The Bujinkan (武神館) is an international martial arts organisation based in Japan and headed by Masaaki Hatsumi. The combat system taught by this organisation comprises nine separate ryūha, or schools, which are collectively referred to as Bujinkan Budō Taijutsu. The Bujinkan is most commonly associated with ninjutsu. However, Masaaki Hatsumi uses the term Budo (meaning martial way) as he says the ryūha are descended from historical samurai schools that teach samurai martial tactics and ninjutsu schools that teach ninja tactics.
The 9 schools of the bujinkan
Togakure-ryū Ninpō Taijutsu (戸隠流忍法体術)
Gyokko ryū Kosshi jutsu (玉虎流骨指術)
Kuki Shinden Happō Bikenjutsu (九鬼神伝流八法秘剣術)
Koto Ryū Koppō jutsu (虎倒流骨法術)
Shinden Fudo Ryū Dakentai jutsu (神伝不動流打拳体術)
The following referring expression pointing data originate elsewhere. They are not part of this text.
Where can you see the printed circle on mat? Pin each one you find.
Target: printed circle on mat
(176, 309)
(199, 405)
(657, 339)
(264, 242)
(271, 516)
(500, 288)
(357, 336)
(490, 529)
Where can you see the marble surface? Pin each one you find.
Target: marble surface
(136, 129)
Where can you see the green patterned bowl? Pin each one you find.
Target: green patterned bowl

Takagi Yoshin Ryū Jūtai jutsu (高木揚心流柔体術)
Gikan Ryū Koppō jutsu (義鑑流骨法術)
Gyokushin-ryū Ryū Ninpō (玉心流忍法)
Kumogakure Ryū Ninpō (雲隠流忍法)
who is hatsumi?
Hatsumi was born in Noda, Chiba on December 2, 1931. He heavily participated in sports during his school years, along with martial arts and theatre, including becoming "captain of the football team". While attending the Meiji University, he continued learning judo and eventually rose to Yudansha or Dan rank. He also began teaching Judo during his time at the university to American soldiers at the nearby Yokota Air Base. After graduating, Hatsumi began to search for a teacher to further his study of martial arts. He began his Kobudo training under Ueno Chosui. When he was 26 he met Ueno's teacher, Toshitsugu Takamatsu, known as "the Tiger of Mongolia". Hatsumi was accepted as Takamatsu's student and spent fifteen years on Honshu Island learning various ninjutsu styles from Takamatsu and other members of the Takamatsu family, also he continued to learn judo, Shito Ryu karate, aikido, and kobudo.
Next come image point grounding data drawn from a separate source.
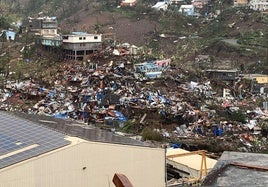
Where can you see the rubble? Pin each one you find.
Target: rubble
(175, 105)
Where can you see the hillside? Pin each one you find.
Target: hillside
(168, 33)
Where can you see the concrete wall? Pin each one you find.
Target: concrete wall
(82, 38)
(89, 164)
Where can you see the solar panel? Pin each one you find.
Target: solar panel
(21, 139)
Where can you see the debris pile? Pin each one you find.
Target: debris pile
(173, 104)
Takamatsu died in Nara, Japan in 1972 after advancing Hatsumi from student to Soke and bestowing on him "all the art of the nine schools", and of course the grandmaster's scrolls, three of which he indicated were ancient ninja schools and six samurai jujutsu schools of martial arts. Hatsumi went on to found the Bujinkan Dojo in Noda, Japan to teach the nine schools to other students. His first trip to the United States was in 1982 and he has since continued to participate in yearly ninjutsu Tai Kai (gathering) around the world. Hatsumi also worked as a Seikotsu-in (整骨院), or bonesetter, after his graduation and was chairman of the Writers Guild of Japan at one point in time. He was the writer of a martial arts magazine Tetsuzan, which was "distributed in 18 countries.